The Woman Next Door

‘Ready?’

The woman’s back was wide, and Hortensia felt like a child as she traipsed behind her down the passageway. It was safe, like being in a human slipstream. The mortician’s shoulders, and the shock of red curls that fell onto them, reminded Hortensia that she had to ask Malachi the gardener to trim back the ivy by the gate. Probably he hadn’t noticed, he was the kind of gardener that didn’t notice things. Then there was the continual problem of her concrete pots by the entrance steps. Hortensia had had the pots made, specially cast; she’d had the paint factory use an acid-based dye. Four pots, square-shaped because the entrance porch required corners, strong lines versus baroque curves. On each square pot was a white image, the silhouette of a bird with a delicate elongated beak that might suggest a hummingbird, but only if you looked closely. The birds, when the pots were arranged as they should be, ascended as if heading skywards. Malachi moved the pots around often. For instance, if he was turning their soil or if she’d asked him to plant something bright and pretty. Then he’d return the pots along the right-hand side of the porch, one for each step, but the birds would be jumbled, some facing east, some west, no skywards-effect. The suffering she experienced at the hands of a gardener without an eye for these things.

‘I’ll leave you for a few minutes. Take your time, Ma’am.’

Hortensia moved closer to the bed. She put her mouth in a line, surprised at herself, at the agreement she was making with her face that this was not the time for tears. She edged forward, took a look. Of course it wasn’t him. It never is. And, unable to stop it, the thought came that she too would lie down one day, not ever to get up, and maybe someone (the cleaner or the nurse in charge) would edge forward. Of course it would be the cleaner or the nurse. It wouldn’t (couldn’t) be anyone who actually knew her. It wouldn’t be anyone who would be able to tell that this wasn’t her; that, in death, she wasn’t herself. And wasn’t that somehow a failing – having no known-one there to witness? What could be more fitting than dying and having people who knew you from when you were alive; have them present to look into your casket and confirm that ‘It isn’t you’; that no, you were quite different in life; that yes, death had taken something, there had been something to take. Hortensia’s eyes wandered with her mind, she looked to the corners of the small wooden-panelled room, she looked to the ceiling. Imagine having people witness that, in death, you looked the same. And then her eyes fell to the dead body that was not Peter.
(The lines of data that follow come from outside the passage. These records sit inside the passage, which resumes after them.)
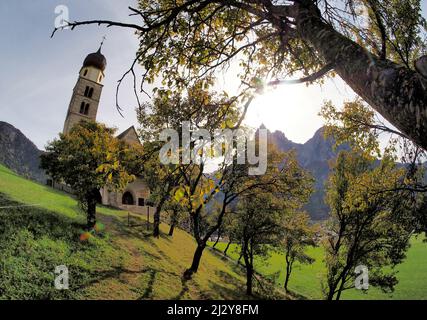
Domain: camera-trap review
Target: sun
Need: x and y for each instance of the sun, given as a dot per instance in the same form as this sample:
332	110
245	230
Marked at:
293	109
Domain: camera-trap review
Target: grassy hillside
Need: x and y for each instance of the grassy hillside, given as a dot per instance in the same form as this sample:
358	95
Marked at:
306	279
120	262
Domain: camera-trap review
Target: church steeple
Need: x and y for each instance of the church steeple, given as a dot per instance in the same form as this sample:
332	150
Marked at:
87	91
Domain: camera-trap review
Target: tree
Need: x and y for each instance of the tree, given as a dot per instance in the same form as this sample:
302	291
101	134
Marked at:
258	223
356	124
297	235
160	179
370	44
369	225
87	159
259	219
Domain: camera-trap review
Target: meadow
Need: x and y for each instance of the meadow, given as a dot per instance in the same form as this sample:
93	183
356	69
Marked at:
122	262
306	280
119	262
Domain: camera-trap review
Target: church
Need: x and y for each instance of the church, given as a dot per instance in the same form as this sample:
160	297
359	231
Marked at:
84	106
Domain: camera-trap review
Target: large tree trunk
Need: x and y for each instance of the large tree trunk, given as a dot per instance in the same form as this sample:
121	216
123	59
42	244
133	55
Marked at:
171	229
226	248
156	224
249	269
288	275
397	93
91	209
196	261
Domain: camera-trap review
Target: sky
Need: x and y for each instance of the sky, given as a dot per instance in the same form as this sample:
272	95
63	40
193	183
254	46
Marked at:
38	73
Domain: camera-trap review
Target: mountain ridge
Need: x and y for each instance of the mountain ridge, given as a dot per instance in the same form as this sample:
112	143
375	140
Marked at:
19	153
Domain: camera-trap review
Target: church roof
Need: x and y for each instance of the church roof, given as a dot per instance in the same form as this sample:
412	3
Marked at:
129	135
96	59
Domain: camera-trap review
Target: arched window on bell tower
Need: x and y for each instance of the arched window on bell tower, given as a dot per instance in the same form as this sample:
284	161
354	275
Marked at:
84	102
82	107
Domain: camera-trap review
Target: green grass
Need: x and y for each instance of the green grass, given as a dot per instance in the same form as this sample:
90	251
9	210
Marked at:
126	263
120	262
306	279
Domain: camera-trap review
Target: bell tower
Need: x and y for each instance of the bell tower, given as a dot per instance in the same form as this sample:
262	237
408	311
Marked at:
87	91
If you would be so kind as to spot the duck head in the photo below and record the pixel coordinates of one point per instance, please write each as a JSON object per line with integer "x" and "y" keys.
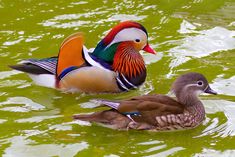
{"x": 131, "y": 32}
{"x": 191, "y": 85}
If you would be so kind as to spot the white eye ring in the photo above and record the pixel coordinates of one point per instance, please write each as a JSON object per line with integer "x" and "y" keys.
{"x": 200, "y": 83}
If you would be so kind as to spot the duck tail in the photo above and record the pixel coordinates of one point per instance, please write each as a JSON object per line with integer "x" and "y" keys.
{"x": 102, "y": 102}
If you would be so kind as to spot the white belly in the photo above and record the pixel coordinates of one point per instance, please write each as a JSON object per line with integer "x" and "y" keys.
{"x": 89, "y": 79}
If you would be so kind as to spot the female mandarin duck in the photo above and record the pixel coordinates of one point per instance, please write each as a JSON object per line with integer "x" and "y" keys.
{"x": 115, "y": 65}
{"x": 157, "y": 112}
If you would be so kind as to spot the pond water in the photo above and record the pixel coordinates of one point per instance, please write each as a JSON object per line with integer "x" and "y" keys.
{"x": 189, "y": 35}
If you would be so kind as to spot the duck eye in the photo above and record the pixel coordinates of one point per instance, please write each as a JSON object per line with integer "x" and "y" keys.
{"x": 200, "y": 83}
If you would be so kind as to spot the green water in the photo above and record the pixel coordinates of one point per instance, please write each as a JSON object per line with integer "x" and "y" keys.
{"x": 189, "y": 35}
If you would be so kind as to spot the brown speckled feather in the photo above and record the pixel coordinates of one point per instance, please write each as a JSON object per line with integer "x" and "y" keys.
{"x": 157, "y": 112}
{"x": 161, "y": 103}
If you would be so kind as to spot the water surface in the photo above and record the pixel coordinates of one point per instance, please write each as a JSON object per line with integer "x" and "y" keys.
{"x": 189, "y": 35}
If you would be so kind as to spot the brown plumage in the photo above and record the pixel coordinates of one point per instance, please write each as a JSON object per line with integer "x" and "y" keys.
{"x": 157, "y": 112}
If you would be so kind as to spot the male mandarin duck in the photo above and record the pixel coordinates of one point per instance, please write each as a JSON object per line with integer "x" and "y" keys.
{"x": 114, "y": 66}
{"x": 157, "y": 112}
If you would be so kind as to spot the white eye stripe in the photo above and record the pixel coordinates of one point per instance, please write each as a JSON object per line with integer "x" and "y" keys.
{"x": 129, "y": 34}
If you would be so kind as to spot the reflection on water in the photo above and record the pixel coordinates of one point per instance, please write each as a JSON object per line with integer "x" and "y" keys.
{"x": 21, "y": 146}
{"x": 195, "y": 35}
{"x": 203, "y": 44}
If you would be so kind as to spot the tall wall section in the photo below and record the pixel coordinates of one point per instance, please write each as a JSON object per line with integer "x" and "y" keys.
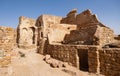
{"x": 7, "y": 38}
{"x": 110, "y": 61}
{"x": 26, "y": 33}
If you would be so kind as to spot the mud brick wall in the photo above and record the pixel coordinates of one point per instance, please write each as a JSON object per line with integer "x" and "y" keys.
{"x": 106, "y": 35}
{"x": 63, "y": 53}
{"x": 7, "y": 38}
{"x": 110, "y": 62}
{"x": 93, "y": 60}
{"x": 71, "y": 54}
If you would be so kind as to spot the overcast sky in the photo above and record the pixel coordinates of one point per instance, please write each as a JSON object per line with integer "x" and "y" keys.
{"x": 108, "y": 11}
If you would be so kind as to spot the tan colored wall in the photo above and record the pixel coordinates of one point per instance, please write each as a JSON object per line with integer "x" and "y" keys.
{"x": 110, "y": 61}
{"x": 27, "y": 33}
{"x": 57, "y": 32}
{"x": 72, "y": 54}
{"x": 7, "y": 38}
{"x": 106, "y": 36}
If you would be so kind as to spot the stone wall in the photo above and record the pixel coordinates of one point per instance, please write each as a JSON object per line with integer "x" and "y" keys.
{"x": 90, "y": 31}
{"x": 63, "y": 53}
{"x": 57, "y": 32}
{"x": 93, "y": 60}
{"x": 106, "y": 36}
{"x": 26, "y": 33}
{"x": 110, "y": 61}
{"x": 7, "y": 38}
{"x": 44, "y": 22}
{"x": 84, "y": 57}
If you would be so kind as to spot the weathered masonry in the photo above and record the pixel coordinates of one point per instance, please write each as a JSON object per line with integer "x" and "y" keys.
{"x": 76, "y": 39}
{"x": 81, "y": 40}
His face was grey-green and small. It had sunken in, as if he’d taken a very big breath, sucked all the air in and hollowed his cheeks, but not got the chance to breathe out again. She felt sorry for him. She reached out and touched his cheekbone. The skin was like wet, but it wasn’t. Damp somehow.

His hands were knobbled, in particular his ring-finger. The knuckle swollen, his golden band trapped in place. Hortensia moved her hand to the ring, to the cold of the soft metal. It was now too late. She sucked her tongue to distract herself – what was the point of crying now, whatever was the point? She turned to call the mortician back, tell the plank of a woman that she’d seen him enough. And just then Hortensia remembered that the paint-seller had called that colour, for the pots, ‘Magic Teal’. And after the pots had been delivered Hortensia had thought how unlike its name the colour looked. And, without any way of explaining it, she’d felt cheated.